Under the plan, Hydro will combine its knowledge of floating installations, such as North Sea loading buoys for oil tankers, with Siemens' expertise in building turbines, both on land and standing in shallow waters offshore. Floating wind turbines are more costly than on land but could supply power both to offshore oil or gas platforms or to coastal cities, cutting emissions of greenhouse gases from fossil fuels and defusing objections that turbines are eyesores. Hydro said a prototype, costing 200 million crowns (US$33.64 million), could be in place in the North Sea in 2009 assuming the firm agreed funding this year.

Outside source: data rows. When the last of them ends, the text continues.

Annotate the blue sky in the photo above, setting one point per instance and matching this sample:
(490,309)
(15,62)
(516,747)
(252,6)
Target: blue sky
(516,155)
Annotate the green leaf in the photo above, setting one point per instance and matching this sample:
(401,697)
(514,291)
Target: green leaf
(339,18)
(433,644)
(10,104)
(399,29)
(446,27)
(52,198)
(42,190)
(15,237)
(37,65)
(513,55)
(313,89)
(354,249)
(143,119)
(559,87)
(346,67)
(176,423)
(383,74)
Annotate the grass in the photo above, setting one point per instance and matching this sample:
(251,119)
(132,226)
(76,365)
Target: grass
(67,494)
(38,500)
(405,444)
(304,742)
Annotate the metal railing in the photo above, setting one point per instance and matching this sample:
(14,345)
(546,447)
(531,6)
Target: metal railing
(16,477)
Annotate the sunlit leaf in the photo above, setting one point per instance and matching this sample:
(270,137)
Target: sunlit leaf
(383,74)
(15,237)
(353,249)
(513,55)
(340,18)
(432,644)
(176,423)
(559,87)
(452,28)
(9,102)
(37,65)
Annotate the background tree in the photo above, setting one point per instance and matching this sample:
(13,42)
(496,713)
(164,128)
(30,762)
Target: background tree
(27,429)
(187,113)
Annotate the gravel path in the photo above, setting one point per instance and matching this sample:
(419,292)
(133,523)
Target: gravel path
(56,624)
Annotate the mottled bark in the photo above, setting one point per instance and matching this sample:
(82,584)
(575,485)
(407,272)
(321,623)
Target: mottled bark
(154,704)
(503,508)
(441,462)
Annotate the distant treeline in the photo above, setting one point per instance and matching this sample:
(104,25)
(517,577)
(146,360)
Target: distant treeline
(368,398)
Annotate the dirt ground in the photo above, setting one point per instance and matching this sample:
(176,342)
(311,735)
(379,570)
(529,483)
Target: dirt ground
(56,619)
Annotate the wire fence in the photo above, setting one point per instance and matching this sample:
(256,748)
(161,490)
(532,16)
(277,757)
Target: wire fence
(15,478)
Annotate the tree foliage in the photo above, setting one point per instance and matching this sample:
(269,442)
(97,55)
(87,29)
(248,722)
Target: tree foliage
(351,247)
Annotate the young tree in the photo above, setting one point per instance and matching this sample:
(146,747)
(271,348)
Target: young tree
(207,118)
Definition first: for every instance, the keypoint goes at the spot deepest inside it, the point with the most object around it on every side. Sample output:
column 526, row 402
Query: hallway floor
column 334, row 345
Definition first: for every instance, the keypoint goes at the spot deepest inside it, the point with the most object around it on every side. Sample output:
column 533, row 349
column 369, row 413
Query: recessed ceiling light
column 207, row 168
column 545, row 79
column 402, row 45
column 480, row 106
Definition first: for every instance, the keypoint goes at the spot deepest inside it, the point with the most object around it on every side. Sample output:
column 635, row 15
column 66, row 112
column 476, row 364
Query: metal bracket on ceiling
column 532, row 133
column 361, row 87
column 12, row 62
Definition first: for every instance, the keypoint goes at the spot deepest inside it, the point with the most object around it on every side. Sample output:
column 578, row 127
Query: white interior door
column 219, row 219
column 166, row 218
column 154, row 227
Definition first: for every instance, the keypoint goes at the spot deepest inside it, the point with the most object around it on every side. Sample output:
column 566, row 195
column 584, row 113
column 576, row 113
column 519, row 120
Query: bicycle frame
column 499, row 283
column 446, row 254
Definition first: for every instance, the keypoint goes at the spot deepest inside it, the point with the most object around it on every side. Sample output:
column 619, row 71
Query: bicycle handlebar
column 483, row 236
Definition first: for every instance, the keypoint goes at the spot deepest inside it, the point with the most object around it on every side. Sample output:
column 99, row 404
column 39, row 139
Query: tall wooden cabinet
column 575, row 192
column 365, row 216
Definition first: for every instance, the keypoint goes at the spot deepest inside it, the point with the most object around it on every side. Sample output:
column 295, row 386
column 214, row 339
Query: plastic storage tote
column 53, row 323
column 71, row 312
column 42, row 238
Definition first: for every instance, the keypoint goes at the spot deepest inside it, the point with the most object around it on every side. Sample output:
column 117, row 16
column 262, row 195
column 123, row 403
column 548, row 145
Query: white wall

The timetable is two years' later than hoped when Hydro unveiled a floating design in 2005.
If tests of the 5 megawatt wind turbine were successful, a small offshore wind park could be built around 2013-14. Siemens said it would spend several million euros (dollars) on the research project, on which Hydro has already spent 30 million crowns.
DANISH PARK
A Siemens unit built the first offshore wind park in 1991, with turbines standing on the seabed off Copenhagen. "Windmills standing in waters deeper than about 30 metres become prohibitively expensive," said Henrik Stiesdal, chief technology officer of Siemens' wind power unit. Hydro's "is the most elegant and simple solution we have seen." Hydro's design is an upright steel tube with a concrete base about 200 metres (660 feet) long with 80 metres jutting above the water and three blades 60 metres long. The wind turbine is tied to the seabed by three cables to keep it steady in seas where waves can be 30 metres (100 ft) high. Hydro reckons it can work in waters 700 metres deep.
Stiesdal said other models for wind turbines at sea relied on more complex designs such as giant tripods mounted on the seabed or turbines mounted on floating boat-like structures. Bech Gjoerv said Hydro hoped that generation costs from a floating wind turbine could be cut in the long term to 0.6 crowns (US$0.109) per kilowatt hour, comparable with wind turbines on land.